If no unity_sink is configured, the report runs without persistence. determine_report() still computes events, aggregations, and dimensions and exposes them on the report object, but persist_results() becomes a no-op. This is useful for ad-hoc analysis, notebooks, and tests where writing to Unity Catalog is not desired.


Configuration

Configuration is defined as JSON (or an equivalent Python dictionary) and validated using Pydantic models. See Configuration for the full schema.

Incremental processing

Incremental processing lets determine_report() skip containers and definitions it already handled on a prior run. Turn it on via incremental.enabled in config (see Configuration › incremental), or pass is_incremental=True at call time.

On each run

  1. Compare every event and aggregation against its stored definition_hash in the gold dimension table. Classify each as changed (hash differs, or it's brand new) or unchanged (hash matches).
  2. For unchanged definitions, process only the containers that are new or have newer silver data than gold. Skip the rest.
  3. For changed definitions, reprocess all containers that match the report's filters.
  4. Persist via Delta MERGE on natural keys for unchanged definitions; replace atomically via replaceWhere on visual_id or event_id for changed ones.

Mode resolution

Report._resolve_is_incremental picks the mode in this order:

  1. No gold layer yet? Run full. Nothing to compare against.
  2. config.incremental set? config.incremental.enabled wins.
  3. Otherwise the is_incremental argument to determine_report() wins.
  4. Neither set? Run full.

The first run of a new report is always full. Subsequent runs pick up where the last one left off.

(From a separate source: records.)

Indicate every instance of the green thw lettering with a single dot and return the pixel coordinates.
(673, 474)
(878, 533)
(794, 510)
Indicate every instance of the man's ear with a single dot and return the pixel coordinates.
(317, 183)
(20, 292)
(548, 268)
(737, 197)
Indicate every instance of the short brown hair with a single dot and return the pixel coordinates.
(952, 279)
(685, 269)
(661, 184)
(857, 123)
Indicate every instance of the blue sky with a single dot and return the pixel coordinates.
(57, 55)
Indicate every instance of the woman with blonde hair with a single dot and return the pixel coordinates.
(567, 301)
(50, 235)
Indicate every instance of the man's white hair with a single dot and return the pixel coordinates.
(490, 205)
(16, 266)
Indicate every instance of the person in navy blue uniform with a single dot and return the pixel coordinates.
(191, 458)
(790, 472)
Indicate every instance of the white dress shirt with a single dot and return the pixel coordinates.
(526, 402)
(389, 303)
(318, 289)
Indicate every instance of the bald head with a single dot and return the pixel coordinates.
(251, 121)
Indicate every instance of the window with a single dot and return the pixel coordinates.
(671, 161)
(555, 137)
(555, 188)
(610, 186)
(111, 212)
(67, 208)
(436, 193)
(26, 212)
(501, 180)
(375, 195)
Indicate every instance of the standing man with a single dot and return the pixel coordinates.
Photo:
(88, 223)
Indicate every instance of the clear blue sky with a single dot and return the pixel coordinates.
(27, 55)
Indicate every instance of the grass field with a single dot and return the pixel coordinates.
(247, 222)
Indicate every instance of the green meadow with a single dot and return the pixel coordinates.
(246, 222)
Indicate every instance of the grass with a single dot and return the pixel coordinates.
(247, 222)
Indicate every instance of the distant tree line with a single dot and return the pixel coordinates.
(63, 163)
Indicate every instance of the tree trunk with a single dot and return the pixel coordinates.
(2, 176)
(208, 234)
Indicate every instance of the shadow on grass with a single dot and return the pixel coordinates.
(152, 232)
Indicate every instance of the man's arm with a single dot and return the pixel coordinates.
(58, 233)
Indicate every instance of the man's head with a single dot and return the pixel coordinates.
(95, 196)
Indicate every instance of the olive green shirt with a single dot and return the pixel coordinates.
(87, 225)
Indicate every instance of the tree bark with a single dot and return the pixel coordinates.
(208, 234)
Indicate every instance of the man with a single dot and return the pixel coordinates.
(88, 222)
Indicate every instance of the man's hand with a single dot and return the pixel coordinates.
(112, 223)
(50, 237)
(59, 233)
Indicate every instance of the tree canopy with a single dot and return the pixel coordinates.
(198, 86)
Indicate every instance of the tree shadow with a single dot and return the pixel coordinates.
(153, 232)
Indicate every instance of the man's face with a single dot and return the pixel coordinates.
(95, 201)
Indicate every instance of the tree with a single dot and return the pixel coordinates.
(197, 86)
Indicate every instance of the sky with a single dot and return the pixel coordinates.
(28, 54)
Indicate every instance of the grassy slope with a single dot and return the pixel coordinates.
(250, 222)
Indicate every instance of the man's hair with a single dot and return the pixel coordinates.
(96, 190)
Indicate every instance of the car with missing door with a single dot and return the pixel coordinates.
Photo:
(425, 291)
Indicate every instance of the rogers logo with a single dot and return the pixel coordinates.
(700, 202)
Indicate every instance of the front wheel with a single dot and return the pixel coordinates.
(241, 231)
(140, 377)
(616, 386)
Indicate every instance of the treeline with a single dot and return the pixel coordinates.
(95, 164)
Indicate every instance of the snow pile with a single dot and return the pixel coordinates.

What counts as a definition change

Only the hashed attributes matter. Anything else is cosmetic and won't trigger reprocessing.

TypeHashed
BasicEventexpr string
ContainerEventname
Histogrambase_expr, bins, event
Histogram2Dx_expr, y_expr, x_bins, y_bins, event
StatsAggregatorinput_expressions, statistics, event

Renaming an aggregation, tweaking the description, or swapping channel_name or units keeps the hash stable. No reprocessing.

Container-update detection

ContainerUpsertDetector.detect_upserted_containers finds two things and unions them:

  • New containers: silver rows that don't exist in gold (left anti-join on container_id).
  • Updated containers: silver rows where silver_last_modified_column is newer than the matching gold gold_last_modified_column. If either column is missing from its side, update detection is silently skipped and only new containers get picked up.

Operational notes

  • A single run can be partly incremental: one event is changed (full reprocess), another is unchanged (upserted containers only), a newly added aggregation is brand new (also full reprocess). Each entity walks its own path.
  • replaceWhere is atomic per fact table. When a definition changes, all rows for that visual_id or event_id get deleted and rewritten in one transaction. No intermediate inconsistent state, but there is a brief rewrite window.
  • MERGE keeps existing rows that don't conflict, so unchanged definitions accumulate rows for new containers without rewriting the old ones.